Unlike anything you might have heard, defying traditional boundaries of conception and space, ontologist’s latest psychedelic collection ‘Cantor’s Jam’ is a sheer sea of sounds waiting for you to fall in and discover every tiny ounce within itself seemingly endless outpour of features and moments. The experimental instrumental record is absolutely hypnotic, having you transfixed and entranced from the first staccato beat of ‘Zeptosecond’. There’s grooves all across the record, never really falling into the wholly ethereal atmospheric style. ‘Axial Cusp (That Dream 4) feels like a dream, an entire assortment of tiny sonic oddities mixed and interplayed with incomprehensible vocals that serve as a tertiary instrument.
The record doesn’t really adhere to any single style or flow throughout its runtime either. On ‘All-Beak Oz’, you’re left almost perplexed, completely bewildered by the absurdity and nonsense of it all. There’s so much happening that it’s hard to keep track of it all. You can’t really listen to it with a sense of detachment either as the beat and melody constantly throws so much more at you that you’re concentration gets fixated on each little thing that Ontologist is trying to bring to life.
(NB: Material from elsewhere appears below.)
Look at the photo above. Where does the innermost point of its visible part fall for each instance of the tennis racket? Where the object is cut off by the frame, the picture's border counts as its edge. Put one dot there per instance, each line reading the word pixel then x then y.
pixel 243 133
If you have a ear for the wacky, an attention for the slightly more absurd and wonky, ‘Cantor’s Jams’ is bound to have you entirely amazed. There’s so much happening in this fourteen track record that it feels like a waste to not entirely jump into the world and experience it for the almost space opera that it is. You can’t help but fall in love with a track as sonically diverse and relaxing as ‘Monoshe’, nor can you not be hopelessly obsessed with the continual pattern of ‘Zeptosecond’.
A fascinating piece of experimental instrumental work from a musician who has a world of ideas in each piece.